Reputation: 393
I am using Scala and Spark. I want to filter out certain rows from a DataFrame that do NOT satisfy ALL the conditions that I am specifying, while keeping other rows that might only one of the conditions be satisfied.
For example: let's say I have this DataFrame
+-------+----+
|country|date|
+-------+----+
| A| 1|
| A| 2|
| A| 3|
| B| 1|
| B| 2|
| B| 3|
+-------+----+
and I want to filter out country A
and dates 1
and 2
, so that the expected output should be:
+-------+----+
|country|date|
+-------+----+
| A| 3|
| B| 1|
| B| 2|
| B| 3|
+-------+----+
As you can see, I am still keeping country B
with dates 1
and 2
.
I tried to use filter
in the following way
df.filter("country != 'A' and date not in (1,2)")

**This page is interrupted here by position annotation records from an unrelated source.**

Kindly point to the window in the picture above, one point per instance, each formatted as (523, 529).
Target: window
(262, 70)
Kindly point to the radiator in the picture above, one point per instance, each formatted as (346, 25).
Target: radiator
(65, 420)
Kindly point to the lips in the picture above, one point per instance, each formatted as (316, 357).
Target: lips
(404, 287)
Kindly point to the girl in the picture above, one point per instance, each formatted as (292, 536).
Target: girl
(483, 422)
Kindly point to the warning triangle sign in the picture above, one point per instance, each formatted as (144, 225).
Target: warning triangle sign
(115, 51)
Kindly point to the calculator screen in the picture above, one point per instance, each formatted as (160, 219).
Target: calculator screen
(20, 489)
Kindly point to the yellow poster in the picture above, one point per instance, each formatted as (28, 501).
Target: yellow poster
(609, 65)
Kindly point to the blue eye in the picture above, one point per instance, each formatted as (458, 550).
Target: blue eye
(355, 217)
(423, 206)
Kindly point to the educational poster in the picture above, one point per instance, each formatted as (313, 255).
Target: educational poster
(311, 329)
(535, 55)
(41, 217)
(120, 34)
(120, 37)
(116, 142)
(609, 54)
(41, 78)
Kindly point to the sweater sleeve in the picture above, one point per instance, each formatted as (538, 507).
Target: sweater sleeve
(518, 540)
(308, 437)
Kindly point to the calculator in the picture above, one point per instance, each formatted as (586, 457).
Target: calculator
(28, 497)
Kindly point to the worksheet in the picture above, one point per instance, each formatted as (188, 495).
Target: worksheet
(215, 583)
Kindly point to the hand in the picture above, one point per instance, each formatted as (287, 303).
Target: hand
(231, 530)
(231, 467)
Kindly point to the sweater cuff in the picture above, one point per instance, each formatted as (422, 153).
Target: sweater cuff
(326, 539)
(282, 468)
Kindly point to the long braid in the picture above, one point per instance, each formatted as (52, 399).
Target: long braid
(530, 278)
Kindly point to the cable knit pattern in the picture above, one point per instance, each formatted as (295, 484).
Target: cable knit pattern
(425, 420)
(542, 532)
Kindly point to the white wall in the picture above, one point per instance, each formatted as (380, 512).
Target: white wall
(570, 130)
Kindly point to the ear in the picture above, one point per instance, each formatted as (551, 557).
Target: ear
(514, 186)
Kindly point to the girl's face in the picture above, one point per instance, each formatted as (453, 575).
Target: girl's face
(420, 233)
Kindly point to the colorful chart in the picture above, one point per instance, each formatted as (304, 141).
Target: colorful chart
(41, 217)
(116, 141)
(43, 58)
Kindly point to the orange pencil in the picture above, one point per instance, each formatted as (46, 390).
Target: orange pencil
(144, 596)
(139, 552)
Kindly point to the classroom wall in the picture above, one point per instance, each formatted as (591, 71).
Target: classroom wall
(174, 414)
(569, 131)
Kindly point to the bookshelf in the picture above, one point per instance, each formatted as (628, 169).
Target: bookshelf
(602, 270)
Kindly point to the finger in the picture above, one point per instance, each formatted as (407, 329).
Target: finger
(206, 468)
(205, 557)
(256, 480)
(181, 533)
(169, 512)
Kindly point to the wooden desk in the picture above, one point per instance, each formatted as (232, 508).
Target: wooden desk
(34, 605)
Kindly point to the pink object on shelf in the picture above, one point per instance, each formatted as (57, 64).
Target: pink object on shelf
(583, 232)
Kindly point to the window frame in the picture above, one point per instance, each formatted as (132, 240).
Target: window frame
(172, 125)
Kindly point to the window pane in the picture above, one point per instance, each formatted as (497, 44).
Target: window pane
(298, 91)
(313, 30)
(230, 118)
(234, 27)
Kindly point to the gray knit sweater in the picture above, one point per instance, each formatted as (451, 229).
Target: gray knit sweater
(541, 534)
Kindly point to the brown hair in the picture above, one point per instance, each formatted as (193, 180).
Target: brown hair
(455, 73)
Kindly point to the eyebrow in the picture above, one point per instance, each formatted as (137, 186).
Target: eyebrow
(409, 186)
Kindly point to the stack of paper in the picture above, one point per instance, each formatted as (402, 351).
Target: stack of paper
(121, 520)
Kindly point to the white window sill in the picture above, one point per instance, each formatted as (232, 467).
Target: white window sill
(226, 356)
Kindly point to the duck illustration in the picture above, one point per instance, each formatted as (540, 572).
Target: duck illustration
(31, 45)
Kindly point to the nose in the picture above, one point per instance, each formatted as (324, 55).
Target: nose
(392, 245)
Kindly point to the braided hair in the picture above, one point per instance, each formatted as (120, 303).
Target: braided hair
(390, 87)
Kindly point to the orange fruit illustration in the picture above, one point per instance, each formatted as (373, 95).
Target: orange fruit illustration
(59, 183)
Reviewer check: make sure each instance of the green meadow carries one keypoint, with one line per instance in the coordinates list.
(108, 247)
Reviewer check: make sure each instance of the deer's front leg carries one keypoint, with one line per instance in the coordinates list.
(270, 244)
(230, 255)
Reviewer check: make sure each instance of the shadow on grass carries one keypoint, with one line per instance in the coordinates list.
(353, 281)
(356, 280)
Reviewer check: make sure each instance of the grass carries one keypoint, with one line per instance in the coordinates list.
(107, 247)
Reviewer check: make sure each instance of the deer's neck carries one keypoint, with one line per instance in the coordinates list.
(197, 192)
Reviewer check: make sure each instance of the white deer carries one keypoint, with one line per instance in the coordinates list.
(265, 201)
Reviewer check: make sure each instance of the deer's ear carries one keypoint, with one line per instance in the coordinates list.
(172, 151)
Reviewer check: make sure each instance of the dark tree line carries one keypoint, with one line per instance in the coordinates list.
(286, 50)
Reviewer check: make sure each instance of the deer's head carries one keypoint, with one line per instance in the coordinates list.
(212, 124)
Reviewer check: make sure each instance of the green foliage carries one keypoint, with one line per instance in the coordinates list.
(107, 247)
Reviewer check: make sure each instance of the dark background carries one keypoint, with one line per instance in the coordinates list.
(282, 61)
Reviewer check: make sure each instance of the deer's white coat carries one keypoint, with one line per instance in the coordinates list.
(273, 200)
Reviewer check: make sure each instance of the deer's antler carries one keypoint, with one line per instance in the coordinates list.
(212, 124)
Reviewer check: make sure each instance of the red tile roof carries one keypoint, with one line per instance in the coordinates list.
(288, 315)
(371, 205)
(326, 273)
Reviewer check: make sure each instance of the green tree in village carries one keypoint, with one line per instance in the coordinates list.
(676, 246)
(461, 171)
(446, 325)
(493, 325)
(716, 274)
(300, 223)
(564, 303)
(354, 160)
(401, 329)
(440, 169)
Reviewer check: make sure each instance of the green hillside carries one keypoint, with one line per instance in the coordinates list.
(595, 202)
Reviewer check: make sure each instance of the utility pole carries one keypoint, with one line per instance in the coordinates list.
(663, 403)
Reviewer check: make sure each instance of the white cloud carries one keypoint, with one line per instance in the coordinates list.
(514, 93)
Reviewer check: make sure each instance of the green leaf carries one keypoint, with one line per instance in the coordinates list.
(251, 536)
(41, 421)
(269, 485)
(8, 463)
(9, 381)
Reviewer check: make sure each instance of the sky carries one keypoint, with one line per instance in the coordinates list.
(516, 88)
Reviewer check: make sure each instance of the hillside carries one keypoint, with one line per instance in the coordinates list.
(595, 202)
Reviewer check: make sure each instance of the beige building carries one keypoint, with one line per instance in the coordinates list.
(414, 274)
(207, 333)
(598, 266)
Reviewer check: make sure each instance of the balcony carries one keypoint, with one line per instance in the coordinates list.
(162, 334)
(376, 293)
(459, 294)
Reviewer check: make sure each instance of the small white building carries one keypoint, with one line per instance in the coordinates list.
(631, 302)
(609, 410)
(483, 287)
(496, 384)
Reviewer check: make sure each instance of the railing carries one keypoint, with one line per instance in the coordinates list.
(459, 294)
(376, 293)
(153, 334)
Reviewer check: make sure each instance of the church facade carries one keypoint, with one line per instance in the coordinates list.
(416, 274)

But the output filters out all dates 1, and 2, which is not what I want.
Thanks.
Upvotes: 3
Views: 5788
Reputation: 42586
Your current condition is
df.filter("country != 'A' and date not in (1,2)")
which can be translated as "accept any country other than A, then accept any date except 1 or 2". Your conditions are applied independently
What you want is:
df.filter("not (country = 'A' and date in (1,2))")
i.e. "Find the rows with country A and date of 1 or 2, and reject them"
or equivalently:
df.filter("country != 'A' or date not in (1,2)")
i.e. "If country isn't A, then accept it regardless of the date. If the country is A, then the date mustn't be 1 or 2"
See De Morgan's laws:
not(A or B) = not A and not B
not (A and B) = not A or not B
Upvotes: 5